We all know that too much sun can cause a sunburn. Too much sun can also cause a skin condition known as actinic keratosis, or AK. This rather irritating skin condition typically shows up as rough, reddish scaly patches on the skin. The patches—which can be as small as a pinhead or larger than a Euro coin—occur most often on sun-exposed areas such as the face, ears, scalp, neck, forearms and hands.
In most cases, a single keratosis or “sun spot” (as it is sometimes called) only attracts serious attention when it becomes enlarged, raised, discolored, itchy or painful. In some cases, the itching leads to bleeding. Beyond any concern about skin appearance is a potentially increased risk of invasive cutaneous squamous cell carcinoma. At the present time, hundreds of millions of people in Australia, Europe and the North America are affected by this condition and seek treatment from dermatologists and primary care physicians.
The successful treatment of AK serves as an opportunity to cut short the development of such common skin cancers as basal cell carcinoma and squamous cell carcinoma. One of the best-studied treatments for this condition is photodynamic therapy, or PDT. This is now widely viewed as an effective and established treatment for both AK and non-melanoma skin cancer.
Unfortunately, PDT’s effectiveness comes at a cost, at least when using those light-sensitizing agents or photosensitizers that have been approved in the United States and most European countries. Upon exposure to light these agents may help clear up AK but can also cause reddening and itchiness in the skin, both telltale signs of inflammation.
One commonsense solution would be to apply an anti-inflammatory cream to the skin during the PDT session. A study conducted by dermatologists at the University of Copenhagen’s Bispebjerg Hospital in Copenhagen (Denmark) did just that. The investigators used a “super potent corticosteroid” cream before and just after PDT. This resulted in a significant reduction in skin redness 24 hours after the treatment of multiple AK patches on the face and scalp.
Moreover, the use of this topical medication (clobetasol propionate) did not in any way diminish the efficacy of PDT. The Copenhagen research team suggests that such a solution could provide a simple and easy way to make PDT treatment of large visible areas of the body more acceptable, as reported online ahead-of-print in the 24 July 2014 issue of the British Journal of Dermatology.
The Daylight PDT Breakthrough
Two years earlier, the same Copenhagen team had proposed another very practical and elegant solution in the Journal of the European Academy of Dermatology and Venereology. Their suggestion was to apply a topical photosensitizer cream at the proper dose, then go out in the daylight and let the sun do the rest. The advantage of this strategy is that it bypasses not only the discomfort experienced during intensive light treatment in the clinic, but also obviates the need for long visits to the dermatologist’s office.
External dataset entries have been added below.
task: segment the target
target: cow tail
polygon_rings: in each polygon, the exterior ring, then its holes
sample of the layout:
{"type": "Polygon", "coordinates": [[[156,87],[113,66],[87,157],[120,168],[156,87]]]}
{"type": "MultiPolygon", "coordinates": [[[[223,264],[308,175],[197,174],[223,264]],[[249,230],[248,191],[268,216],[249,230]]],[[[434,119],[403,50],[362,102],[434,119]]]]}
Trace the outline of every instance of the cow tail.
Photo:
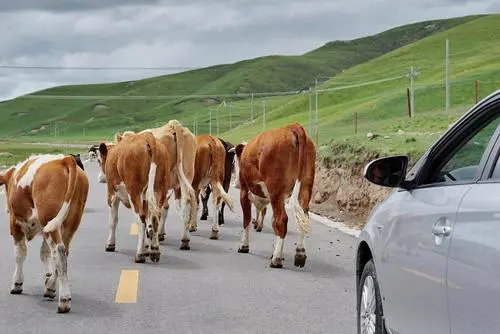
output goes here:
{"type": "Polygon", "coordinates": [[[66,216],[68,215],[71,205],[71,198],[73,197],[76,188],[78,167],[76,165],[75,159],[72,156],[69,156],[65,157],[62,161],[68,171],[68,185],[66,187],[66,193],[64,195],[64,202],[62,203],[61,209],[59,209],[57,216],[52,218],[43,228],[43,232],[45,233],[56,231],[61,227],[64,220],[66,219],[66,216]]]}
{"type": "Polygon", "coordinates": [[[297,224],[297,228],[300,233],[307,234],[311,232],[311,220],[309,219],[309,214],[304,211],[304,208],[300,205],[299,195],[300,187],[303,178],[303,173],[306,164],[306,147],[307,147],[307,136],[306,131],[300,125],[292,128],[292,133],[297,140],[297,148],[299,150],[298,159],[298,173],[297,179],[295,180],[295,185],[293,186],[292,195],[290,197],[290,206],[292,208],[292,213],[297,224]]]}

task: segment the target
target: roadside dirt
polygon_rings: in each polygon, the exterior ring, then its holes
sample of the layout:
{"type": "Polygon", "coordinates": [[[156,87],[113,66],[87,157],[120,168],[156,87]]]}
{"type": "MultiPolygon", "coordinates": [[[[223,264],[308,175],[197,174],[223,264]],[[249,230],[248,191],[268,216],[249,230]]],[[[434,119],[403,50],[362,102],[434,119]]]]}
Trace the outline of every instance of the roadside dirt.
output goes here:
{"type": "Polygon", "coordinates": [[[371,184],[362,176],[363,166],[336,167],[317,162],[310,210],[346,226],[361,229],[373,207],[391,189],[371,184]]]}

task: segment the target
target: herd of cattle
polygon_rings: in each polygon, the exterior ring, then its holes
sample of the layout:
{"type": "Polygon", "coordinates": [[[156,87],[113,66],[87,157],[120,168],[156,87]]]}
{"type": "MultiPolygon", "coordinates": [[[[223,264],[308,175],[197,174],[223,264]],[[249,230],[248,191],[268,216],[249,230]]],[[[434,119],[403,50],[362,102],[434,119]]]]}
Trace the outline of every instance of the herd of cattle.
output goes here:
{"type": "MultiPolygon", "coordinates": [[[[118,207],[133,210],[139,222],[135,262],[160,260],[160,242],[165,239],[169,199],[174,194],[184,228],[180,249],[190,249],[190,232],[197,229],[199,198],[202,215],[208,216],[212,194],[210,239],[218,239],[224,224],[224,206],[234,212],[228,195],[232,174],[240,189],[243,236],[239,253],[249,252],[252,204],[256,208],[254,228],[263,228],[266,208],[273,210],[275,233],[270,267],[281,268],[288,216],[285,201],[297,223],[299,239],[295,266],[306,262],[304,238],[310,232],[309,202],[315,176],[316,148],[304,128],[293,123],[267,130],[236,146],[218,137],[195,136],[177,120],[138,133],[115,134],[113,142],[89,149],[97,160],[99,182],[106,183],[109,206],[109,235],[106,251],[116,248],[118,207]]],[[[58,312],[71,309],[67,257],[87,202],[89,181],[79,155],[34,155],[0,173],[5,185],[10,231],[14,239],[16,265],[12,294],[23,290],[23,263],[27,242],[43,237],[40,257],[45,270],[44,297],[56,297],[58,312]]]]}

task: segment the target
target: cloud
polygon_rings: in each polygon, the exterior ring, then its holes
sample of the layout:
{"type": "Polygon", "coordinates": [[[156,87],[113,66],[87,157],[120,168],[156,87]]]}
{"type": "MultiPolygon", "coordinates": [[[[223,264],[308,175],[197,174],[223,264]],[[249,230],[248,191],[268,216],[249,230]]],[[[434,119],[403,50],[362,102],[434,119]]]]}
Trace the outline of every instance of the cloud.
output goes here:
{"type": "MultiPolygon", "coordinates": [[[[0,2],[0,64],[208,66],[301,54],[411,22],[493,11],[467,0],[17,0],[0,2]],[[387,14],[390,9],[390,15],[387,14]]],[[[0,69],[0,98],[165,71],[0,69]]]]}

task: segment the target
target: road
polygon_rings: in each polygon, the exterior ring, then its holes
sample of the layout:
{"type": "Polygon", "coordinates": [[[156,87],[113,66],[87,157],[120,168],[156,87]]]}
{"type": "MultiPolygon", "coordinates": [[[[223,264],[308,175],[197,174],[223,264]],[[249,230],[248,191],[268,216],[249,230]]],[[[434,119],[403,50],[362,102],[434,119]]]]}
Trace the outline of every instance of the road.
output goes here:
{"type": "MultiPolygon", "coordinates": [[[[0,332],[7,333],[354,333],[355,238],[318,222],[306,240],[307,263],[293,265],[297,233],[293,219],[282,269],[268,267],[273,231],[268,210],[264,230],[250,234],[250,253],[239,254],[241,208],[226,208],[220,239],[210,240],[209,221],[181,251],[181,221],[171,205],[167,240],[159,263],[133,262],[137,239],[131,211],[120,206],[117,250],[104,251],[108,235],[105,185],[97,166],[86,165],[90,193],[70,249],[72,309],[57,314],[43,299],[41,238],[28,244],[24,291],[10,295],[13,241],[0,199],[0,332]]],[[[173,203],[172,203],[173,204],[173,203]]]]}

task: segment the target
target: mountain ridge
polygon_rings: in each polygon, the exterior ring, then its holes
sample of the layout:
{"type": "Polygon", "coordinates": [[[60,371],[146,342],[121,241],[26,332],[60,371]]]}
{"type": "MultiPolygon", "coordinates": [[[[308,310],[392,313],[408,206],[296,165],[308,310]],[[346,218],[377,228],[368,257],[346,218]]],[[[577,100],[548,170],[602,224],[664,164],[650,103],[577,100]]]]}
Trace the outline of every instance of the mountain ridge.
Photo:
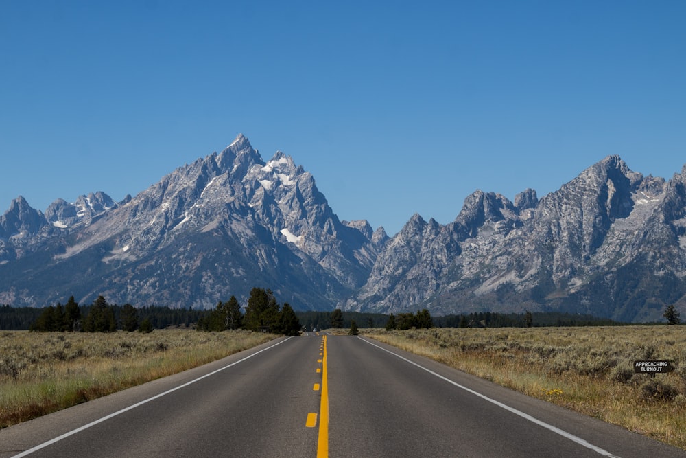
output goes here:
{"type": "Polygon", "coordinates": [[[135,196],[19,196],[0,216],[0,303],[103,295],[212,307],[270,288],[296,308],[432,314],[563,311],[657,320],[686,306],[686,165],[668,181],[608,156],[553,192],[476,190],[455,220],[393,237],[342,221],[314,177],[242,134],[135,196]]]}

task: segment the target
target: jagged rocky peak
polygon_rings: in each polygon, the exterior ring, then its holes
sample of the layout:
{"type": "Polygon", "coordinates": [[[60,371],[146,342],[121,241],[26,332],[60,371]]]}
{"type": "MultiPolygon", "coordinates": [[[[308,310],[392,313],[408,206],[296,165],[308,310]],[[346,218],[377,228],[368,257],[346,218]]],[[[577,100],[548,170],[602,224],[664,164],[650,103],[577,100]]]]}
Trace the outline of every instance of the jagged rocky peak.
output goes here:
{"type": "Polygon", "coordinates": [[[366,220],[357,220],[357,221],[343,220],[341,222],[348,227],[357,229],[368,239],[371,239],[372,236],[374,234],[374,229],[372,229],[372,225],[366,220]]]}
{"type": "Polygon", "coordinates": [[[239,134],[231,144],[216,157],[216,162],[223,172],[243,176],[256,164],[264,165],[259,152],[252,148],[250,141],[243,134],[239,134]]]}
{"type": "Polygon", "coordinates": [[[5,214],[0,216],[0,236],[34,234],[45,224],[43,213],[32,207],[23,196],[19,196],[12,201],[5,214]]]}
{"type": "Polygon", "coordinates": [[[514,196],[514,208],[517,211],[528,210],[536,207],[539,203],[539,197],[536,190],[527,188],[514,196]]]}
{"type": "Polygon", "coordinates": [[[516,219],[512,203],[504,196],[477,190],[464,199],[464,205],[455,222],[464,226],[471,236],[478,233],[486,222],[516,219]]]}

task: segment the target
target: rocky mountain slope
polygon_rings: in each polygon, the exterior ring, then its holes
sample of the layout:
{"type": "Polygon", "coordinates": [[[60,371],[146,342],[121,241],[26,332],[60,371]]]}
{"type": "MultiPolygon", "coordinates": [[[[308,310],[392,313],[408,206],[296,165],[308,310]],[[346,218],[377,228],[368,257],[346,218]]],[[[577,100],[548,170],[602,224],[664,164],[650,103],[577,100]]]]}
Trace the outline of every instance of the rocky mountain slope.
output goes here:
{"type": "Polygon", "coordinates": [[[239,135],[122,202],[95,193],[43,214],[16,198],[0,217],[0,303],[211,307],[261,286],[326,309],[364,283],[387,238],[340,221],[309,173],[281,152],[265,163],[239,135]]]}
{"type": "Polygon", "coordinates": [[[253,286],[296,309],[560,310],[631,321],[686,311],[686,168],[669,181],[605,158],[540,199],[477,190],[455,220],[389,238],[341,221],[312,176],[243,135],[135,197],[102,192],[0,216],[0,303],[74,295],[211,307],[253,286]]]}
{"type": "Polygon", "coordinates": [[[612,156],[540,201],[477,191],[450,224],[415,215],[346,306],[658,320],[684,308],[685,180],[686,168],[665,183],[612,156]]]}

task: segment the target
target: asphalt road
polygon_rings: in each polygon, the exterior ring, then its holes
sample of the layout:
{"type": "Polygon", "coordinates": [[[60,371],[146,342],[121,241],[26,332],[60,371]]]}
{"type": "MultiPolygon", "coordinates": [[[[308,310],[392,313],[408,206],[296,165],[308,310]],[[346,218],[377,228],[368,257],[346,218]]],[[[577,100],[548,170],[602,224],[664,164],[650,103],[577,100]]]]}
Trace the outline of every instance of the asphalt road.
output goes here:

This novel approach, known as daylight-mediated PDT, therefore offers a very sensible and practical treatment procedure. It is nearly pain-free and more convenient for both you and your physician. The only hitch is that you should use an appropriate sunscreen if you’re getting substantial sun exposure. As of this writing, several randomized controlled studies already have confirmed that daylight-mediated PDT is an effective treatment for thin AK.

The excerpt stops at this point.